2.1 Continuum Approach

Since the aim of semiconductor processing is the modification of the wafer surface, an appropriate model to describe the solid body is required. The natural way is an atomistic description, where the process is simulated using cellular automata or Monte Carlo techniques [13,33,47,78,118]. These atomistic approaches are able to predict characteristics as a microstructure or as surface roughness. However, the atomistic treatment is computationally very intensive and is therefore limited to small structures.
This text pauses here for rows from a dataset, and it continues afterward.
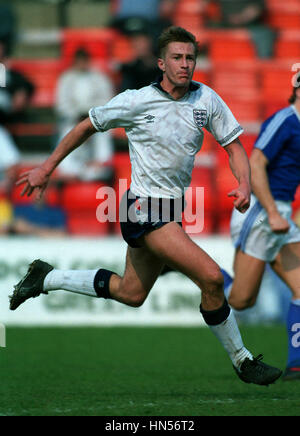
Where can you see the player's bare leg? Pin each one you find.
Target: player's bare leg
(248, 274)
(174, 247)
(142, 270)
(287, 266)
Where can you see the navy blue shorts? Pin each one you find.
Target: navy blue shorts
(139, 215)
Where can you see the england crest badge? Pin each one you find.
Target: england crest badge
(200, 117)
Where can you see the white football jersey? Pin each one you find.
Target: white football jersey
(165, 134)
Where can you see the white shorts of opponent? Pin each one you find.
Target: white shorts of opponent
(251, 231)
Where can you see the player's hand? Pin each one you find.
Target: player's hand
(277, 223)
(36, 178)
(242, 198)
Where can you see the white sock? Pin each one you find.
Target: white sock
(80, 282)
(229, 335)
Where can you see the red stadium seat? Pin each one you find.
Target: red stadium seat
(43, 74)
(231, 45)
(86, 224)
(98, 42)
(282, 15)
(188, 14)
(122, 50)
(80, 203)
(276, 80)
(287, 45)
(236, 78)
(202, 76)
(245, 109)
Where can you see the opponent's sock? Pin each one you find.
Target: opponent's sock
(228, 280)
(80, 282)
(224, 326)
(293, 330)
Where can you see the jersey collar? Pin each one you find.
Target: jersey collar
(157, 84)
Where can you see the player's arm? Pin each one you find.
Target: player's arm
(239, 164)
(38, 177)
(261, 189)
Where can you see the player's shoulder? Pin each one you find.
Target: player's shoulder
(203, 91)
(138, 95)
(280, 117)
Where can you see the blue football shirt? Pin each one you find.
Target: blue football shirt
(279, 140)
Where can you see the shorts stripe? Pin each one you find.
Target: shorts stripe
(249, 221)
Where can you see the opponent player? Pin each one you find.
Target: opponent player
(266, 232)
(164, 123)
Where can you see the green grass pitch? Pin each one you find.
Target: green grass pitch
(127, 371)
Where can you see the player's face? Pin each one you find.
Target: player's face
(179, 63)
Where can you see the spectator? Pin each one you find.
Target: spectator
(7, 26)
(14, 99)
(143, 69)
(249, 14)
(79, 89)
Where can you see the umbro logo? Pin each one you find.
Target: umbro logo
(150, 118)
(200, 117)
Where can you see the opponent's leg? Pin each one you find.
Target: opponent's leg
(248, 274)
(141, 272)
(287, 266)
(174, 247)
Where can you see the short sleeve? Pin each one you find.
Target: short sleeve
(221, 123)
(118, 112)
(273, 136)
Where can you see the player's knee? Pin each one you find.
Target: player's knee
(241, 303)
(132, 295)
(213, 283)
(136, 300)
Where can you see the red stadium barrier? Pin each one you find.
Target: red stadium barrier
(80, 203)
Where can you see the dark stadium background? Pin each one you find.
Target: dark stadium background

If the main concern is the prediction of the final shape of the structure, and not the microscopic properties, and if the typical structure sizes are much larger than the typical lattice constant, the solid body can be described as a continuum. The continuum approach mathematically represents the solid body as a region ${\mathcal{M}}\in\mathbb{R}^{D}$ with the surface ${\mathcal{S}}=\partial{\mathcal{M}}$ as its boundary. Here ${D}$ is the number of dimensions. Material deposition or removal is simply described by moving the interface ${\mathcal {S}}$ with respect to the deposition or removal rates on the surface.

Subsequent process steps often result in a multi-layer structure consisting of different material types. A common assumption within the continuum approach is that process relevant properties are homogeneous within each material region. Furthermore, the transition between two material layers is assumed to be abrupt. Hence, the entire geometry ${\mathcal{M}}$ can be described by ${M}$ disjoint material regions ${\mathcal{M}}_i$ which fulfill

$${\mathcal{M}}=\bigcup_{i=1}^{{M}}{\mathcal{M}}_i \quad {\mathcal{M}}_i\cap{\mathcal{M}}_j=\emptyset \ \ i\neq j.$$ (2.1)

As a consequence, knowing the surface and the interfaces between the different material regions is sufficient to describe the different material regions.